How to Write an Audio-Video Script

Although writing audio-visual scripts is a creative undertaking, some technical aspects must be considered. Just like business letters, college reports and essays, guidelines and rules govern the writing process.

Free-form documents look amateurish and can be difficult for audio-visual professionals to understand. Professional writers follow simple layout guidelines to get their ideas across to readers efficiently. Here are the basic scriptwriting formats that screenwriters and news producers use for entertainment productions and news programming.

Movies and Television Shows

Identify the backdrop of the scene. Begin by telling the reader if the action happens indoors or outside by using the abbreviations "INT." for interior or "EXT." for exterior. Follow this up with a succinct description of the location followed by a dash and a time reference. This section should be bold face and written in all capitals. For example: INT. RESTAURANT -- NIGHT.

Insert dialogue. To signal that a character is talking, center-align his or her name and write the dialogue left-aligned below. Write character names with capital letters but write dialogue text normally.

Describe action happening in the scene. Signal when characters enter or exit the scene and describe any important action with detailed passages. Italicize and left-align these descriptions.

Television News

Write the slug, or name of your story, at the top of the page.

Format the rest of the page so you have two columns. The left side is primarily for the technical staff. The right side of the page is primarily for the on-air talent.

Write the name of the person you want to read the story on the top of both columns. Use capital letters.

Next make note of the video format you want to use in both columns using capital letters. Use "ON CAM" if you want your talent on screen and nothing else. "VO" means video only. Use this when you have video footage that you want your anchor to talk over. "SOT" stands for sound on tape or sound bites. "PKG" stands for package, a complete stand-alone video story with its own voice-over track and cuts of video. Make sure these video format commands line up on both sides of the page.
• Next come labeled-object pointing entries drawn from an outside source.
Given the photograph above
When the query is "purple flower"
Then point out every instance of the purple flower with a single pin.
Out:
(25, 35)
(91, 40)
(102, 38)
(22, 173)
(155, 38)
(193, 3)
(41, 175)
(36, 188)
On the left column write down any additional information about the video that would be useful for the staff. You may want to include tape numbers and the title of the video you're using. For packages, include the "TRT" or total running time and an out cue, the final words of voice track.

Write the script on the right column. Use capital letters for anything your talent is going to read on-air. Use lower and uppercase lettering for scripts that are recorded and will be played back--packages and SOTs for example.

Write down any CGs or computer graphics you want on the left. Common CGs include names and locations.

There are several news writing programs like iNews and NewsMaker, that will format scripts and estimate reading times for you.

If someone is going to be reading your script from a prompter, consider making things easier for them by spelling out numbers and providing pronunciation guides for difficult words. If you don't, be prepared for on-air gaffs.